Be inspired from East Asia with green space design principles
Those in property and design can take inspiration from East Asia when incorporating green space into urban design, says Andrew Wilson and Gavin McWilliam of Wilson McWilliam Studio.
We have just returned victorious from the fabulous Singapore Garden Festival. Having exhibited in the RHS Chelsea Flower Show 2014, the contrasting garden styles and themes were fascinating to see, many chiming with the Asian context.
For the Singapore context we developed ‘sacred grove’, a two level design combining cool shade with rain absorbent, sustainable roof planting. Singapore is extremely densely populated, with many residents living in high rise buildings. Architects and designers therefore explore innovative access to greenery, whether through roof gardens or ‘living walls’.

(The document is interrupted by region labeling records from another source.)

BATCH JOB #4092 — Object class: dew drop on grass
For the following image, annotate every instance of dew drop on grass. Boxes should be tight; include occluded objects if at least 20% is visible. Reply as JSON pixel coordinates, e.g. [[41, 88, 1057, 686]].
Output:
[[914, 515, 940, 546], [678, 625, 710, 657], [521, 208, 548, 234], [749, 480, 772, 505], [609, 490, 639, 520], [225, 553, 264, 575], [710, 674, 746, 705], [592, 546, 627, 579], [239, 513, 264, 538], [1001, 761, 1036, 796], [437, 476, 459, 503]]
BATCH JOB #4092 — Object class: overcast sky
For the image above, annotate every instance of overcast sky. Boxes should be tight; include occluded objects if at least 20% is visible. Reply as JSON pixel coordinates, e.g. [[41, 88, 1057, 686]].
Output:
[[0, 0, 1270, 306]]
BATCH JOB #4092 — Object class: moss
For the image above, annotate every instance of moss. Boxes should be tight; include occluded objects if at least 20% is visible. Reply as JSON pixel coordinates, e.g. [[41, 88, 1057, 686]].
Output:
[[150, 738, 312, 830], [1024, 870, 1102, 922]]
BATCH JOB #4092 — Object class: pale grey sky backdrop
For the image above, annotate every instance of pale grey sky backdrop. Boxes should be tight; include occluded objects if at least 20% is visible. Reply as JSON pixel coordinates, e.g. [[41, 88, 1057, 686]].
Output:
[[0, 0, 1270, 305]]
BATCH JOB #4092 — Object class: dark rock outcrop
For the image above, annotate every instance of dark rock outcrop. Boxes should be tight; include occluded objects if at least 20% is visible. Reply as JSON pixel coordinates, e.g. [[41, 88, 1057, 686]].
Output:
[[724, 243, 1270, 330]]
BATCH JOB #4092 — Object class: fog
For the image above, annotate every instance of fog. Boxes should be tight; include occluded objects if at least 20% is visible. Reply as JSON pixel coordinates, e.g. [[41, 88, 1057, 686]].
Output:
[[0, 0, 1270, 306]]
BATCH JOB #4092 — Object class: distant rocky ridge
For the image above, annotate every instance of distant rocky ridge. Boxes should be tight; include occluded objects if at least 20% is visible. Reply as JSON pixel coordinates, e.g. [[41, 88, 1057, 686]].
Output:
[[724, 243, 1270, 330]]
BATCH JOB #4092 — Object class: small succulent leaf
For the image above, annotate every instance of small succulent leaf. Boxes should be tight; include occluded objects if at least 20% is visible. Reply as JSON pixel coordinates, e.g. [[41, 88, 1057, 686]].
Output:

For ‘sacred grove’, slender angled poles supported the green roof creating a cool and shaded relaxation space. A central opening allowed light and rain to animate the space below and provided views of the grove planting above. The reflecting pool beneath caught the sky and was disturbed during excessive rainfall, connecting with the elements.
Returning to London we reflected on how gardens such as ‘sacred grove’ might work for increasingly dense European cities. Many new developments in London are incorporating roof ’gardens’ – such as Battersea Power Station, where residents will enjoy over 1.5 acres of green space. London Mayor Boris Johnson recently suggested high rise is the only way to cope with the capital’s housing crisis, meaning that “sky gardens” will be more common place. Stunning examples at The Heron in the City and Manhattan Loft Gardens in Stratford are already in place.
For European cities our architecture and infrastructure are significantly older than Singapore and building new homes more complex. However, as urban populations grow inspiration from Singapore may well ensure our green space is not a thing of the past.
Wilson McWilliam Studios won Gold and ‘Best in Show’ at the 2014 Singapore Garden Festival with its ‘sacred grove’ garden.